Hasil analisis data berdasarkan Tabel 6, menunjukkan bahwa karakteristik santri tidak berhubungan positif yang signifikan dengan kompetensi wirausaha
santri baik teknis maupun manajerialnya. Hal ini didasarkan dari hasil uji korelasi Rank Spearman yang menunjukkan bahwa p-value semua variabel karakteristik
santri lebih besar dari sign correlation sebesar 0,05 atau 5 persen. Makna dari hasil uji korelasi tersebut adalah tidak terdapat hubungan positif signifikan antar
variabel. Semua variabel karakteristik tersebut tidak menjamin santri mempunyai kompetensi wirausaha pada usaha sapi potong. Hubungan antara variabel-variabel
karakteristik santri dengan kompetensi wirausahanya pada usaha sapi potong berdasarkan Tabel 6 dijelaskan secara rinci sebagai berikut.
7.1 Hubungan antara Umur dengan Kompetensi Wirausaha Santri
Salah satu variabel dalam karakteristik santri yang diduga berhubungan dengan kompetensi wirausahanya adalah umur. Umur dalam penelitian ini dibagi
menjadi tiga, yaitu muda, sedang, dan tua. Santri yang tergolong muda terdiri dari 58 persen, tergolong sedang 25 persen, dan tergolong tua 17 persen. Umur
menurut Staw 1991 dalam Riyanti 2003 dapat mempengaruhi kompetensi dalam berwirausaha, semakin bertambahnya usia seseorang yang berwirausaha
maka semakin banyak pengalaman di bidang usahanya dan usia sangat terkait dengan keberhasilan sebuah usaha. Akan tetapi berdasarkan uji korelasi Rank
Spearman yang terlampir pada Tabel 6 dapat disimpulkan bahwa umur tidak berhubungan positif yang signifikan dengan kompetensi wirausaha santri baik
teknis maupun manajerial pada usaha sapi potong yang berarti teori Staw tersebut tidak berlaku dalam penelitian ini.
Kompetensi wirausaha santri dapat dimiliki oleh berbagai kalangan umur. Karena semakin tua umur santri yang menempuh pendidikan wirausaha agribisnis
di Perwira Aba tidak menjamin memiliki pengetahuan dan keterampilan kompetensi dalam berwirausaha sapi potong. Kompetensi wirausaha saat ini
tidak hanya dimiliki seseorang yang kategori umurnya tua, banyak wirausahawan saat ini berumur muda.

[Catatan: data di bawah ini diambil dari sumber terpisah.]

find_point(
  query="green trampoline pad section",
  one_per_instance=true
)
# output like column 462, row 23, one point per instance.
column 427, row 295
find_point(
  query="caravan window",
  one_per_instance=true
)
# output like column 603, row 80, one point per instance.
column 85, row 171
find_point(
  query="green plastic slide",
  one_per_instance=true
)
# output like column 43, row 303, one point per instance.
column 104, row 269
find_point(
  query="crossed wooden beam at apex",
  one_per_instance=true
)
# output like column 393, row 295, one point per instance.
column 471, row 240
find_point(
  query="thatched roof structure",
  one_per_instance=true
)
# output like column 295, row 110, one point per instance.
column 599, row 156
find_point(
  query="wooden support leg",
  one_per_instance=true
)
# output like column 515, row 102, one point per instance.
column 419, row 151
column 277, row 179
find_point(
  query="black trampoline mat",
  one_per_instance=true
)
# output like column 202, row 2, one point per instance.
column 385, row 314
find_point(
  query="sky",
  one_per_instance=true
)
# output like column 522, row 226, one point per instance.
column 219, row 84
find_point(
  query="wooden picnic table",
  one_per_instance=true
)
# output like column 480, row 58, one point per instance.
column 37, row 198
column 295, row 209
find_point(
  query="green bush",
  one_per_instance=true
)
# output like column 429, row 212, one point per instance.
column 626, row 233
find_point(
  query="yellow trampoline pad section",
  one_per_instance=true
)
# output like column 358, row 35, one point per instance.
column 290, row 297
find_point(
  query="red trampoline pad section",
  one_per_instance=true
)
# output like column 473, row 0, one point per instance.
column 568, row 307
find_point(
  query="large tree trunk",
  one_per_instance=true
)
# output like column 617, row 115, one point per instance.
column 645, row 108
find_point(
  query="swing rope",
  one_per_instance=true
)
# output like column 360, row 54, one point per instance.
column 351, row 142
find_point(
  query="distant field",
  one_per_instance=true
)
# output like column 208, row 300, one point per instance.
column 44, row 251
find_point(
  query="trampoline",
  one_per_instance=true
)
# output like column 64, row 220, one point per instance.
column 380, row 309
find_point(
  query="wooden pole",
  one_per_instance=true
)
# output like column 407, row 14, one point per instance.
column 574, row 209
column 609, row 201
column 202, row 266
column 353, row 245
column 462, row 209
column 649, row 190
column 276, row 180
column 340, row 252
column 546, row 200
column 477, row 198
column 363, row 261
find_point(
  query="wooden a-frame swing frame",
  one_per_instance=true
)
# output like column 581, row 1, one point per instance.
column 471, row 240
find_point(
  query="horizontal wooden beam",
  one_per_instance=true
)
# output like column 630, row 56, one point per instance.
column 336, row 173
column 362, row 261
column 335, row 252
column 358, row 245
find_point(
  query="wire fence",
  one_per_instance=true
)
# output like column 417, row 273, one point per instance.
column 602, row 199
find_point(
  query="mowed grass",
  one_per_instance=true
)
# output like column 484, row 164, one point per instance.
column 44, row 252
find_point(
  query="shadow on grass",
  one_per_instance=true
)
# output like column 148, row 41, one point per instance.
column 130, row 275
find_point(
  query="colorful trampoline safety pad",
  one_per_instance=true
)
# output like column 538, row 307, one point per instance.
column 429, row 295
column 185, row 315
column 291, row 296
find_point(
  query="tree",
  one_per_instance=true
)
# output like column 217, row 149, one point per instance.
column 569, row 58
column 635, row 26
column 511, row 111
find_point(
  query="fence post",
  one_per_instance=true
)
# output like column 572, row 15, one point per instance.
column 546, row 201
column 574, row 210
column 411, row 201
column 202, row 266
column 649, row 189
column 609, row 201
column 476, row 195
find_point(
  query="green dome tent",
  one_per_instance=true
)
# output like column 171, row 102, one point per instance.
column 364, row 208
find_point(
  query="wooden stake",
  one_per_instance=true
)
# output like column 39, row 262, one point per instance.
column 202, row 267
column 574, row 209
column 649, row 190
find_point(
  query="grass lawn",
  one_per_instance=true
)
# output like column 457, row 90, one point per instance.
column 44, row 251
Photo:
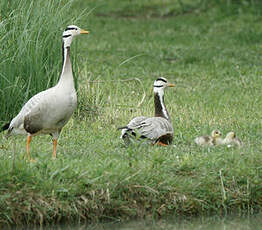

7.2 Hubungan antara Pekerjaan Orang Tua dengan Kompetensi
Wirausaha Santri
Pekerjaan orang tua diduga berhubungan dengan kompetensi wirausaha santri. Pekerjaan orang tua dibagi menjadi dua kategori, yaitu non-wiraswasta dan
wiraswasta. Data yang didapat, non-wiraswasta 42 persen dan wiraswasta 58 persen. Pekerjaan orang tua sebagai wiraswasta sangat berpengaruh pada
kompetensi wirausaha seseorang, sebagaimana yang disebutkan Staw 1991 dalam Riyanti 2003. Wirausahawan mempunyai orang tua yang bekerja mandiri
atau berbasis sebagai wirausaha. Kemandirian dan fleksibilitas yang ditularkan oleh orang tua akan melekat dalam diri anak-anaknya sejak kecil. Relasi dengan
orang tua yang berwirausaha tampaknya menjadi aspek penting yang membentuk keinginan seseorang menjadi wirausaha.
Kompetensi wirausaha santri baik kompetensi teknis maupun kompetensi manajerial berdasarkan Tabel 6 tidak berhubungan positif yang signifikan dengan
pekerjaan orang tua. Teori Staw 1991 dalam Riyanti 2003 dalam penelitian ini tidak berlaku. Pekerjaan orang tua sebagai wiraswasta maupun non-wiraswasta
tidak menjamin santri memiliki kompetensi wirausaha pada usaha sapi potong. Meskipun ada beberapa santri yang menyatakan berhubungan, salah satunya
ungakapan dari PY, santri Perwira Aba. “Pekerjaan orang tua saya adalah peternak ikan, dan itu
berpengaruh sekali terhadap mental wirausaha saya mbak. Karena dari kecil, saya sudah diajari untuk menjadi seorang pengusaha”
7.3 Hubungan
antara Tingkat
Pendidikan dengan
Kompetensi Wirausaha Santri
Salah satu variabel karakteristik santri yang berhubungan dengan kompetensi wirausaha santri pada usaha sapi potong adalah tingkat pendidikan
santri. Tingkat pendidikan dalam penelitian ini adalah jenjang sekolah yang ditempuh sebelum masuk Perwira Aba. Dikategorikan menjadi tiga, yaitu rendah
Tamat SDMI, sedang tamat SMPMTs, dan tinggi tamat SMAMA. Hipotesis dalam penelitian ini adalah tingkat pendidikan terdapat hubungan positif
yang signifikan dengan kompetensi wirausaha santri. Hal ini diasumsikan dari semakin tinggi tingkat pendidikan maka seseorang akan mempunyai pengetahuan
yang tinggi juga. Seperti yang disebutkan Staw 1991 dalam Riyanti 2003, pendidikan merupakan salah satu faktor yang menunjang keberhasilan usaha
dengan asumsi bahwa pendidikan yang lebih baik akan memberikan pengetahuan yang lebih baik dalam mengelola usaha.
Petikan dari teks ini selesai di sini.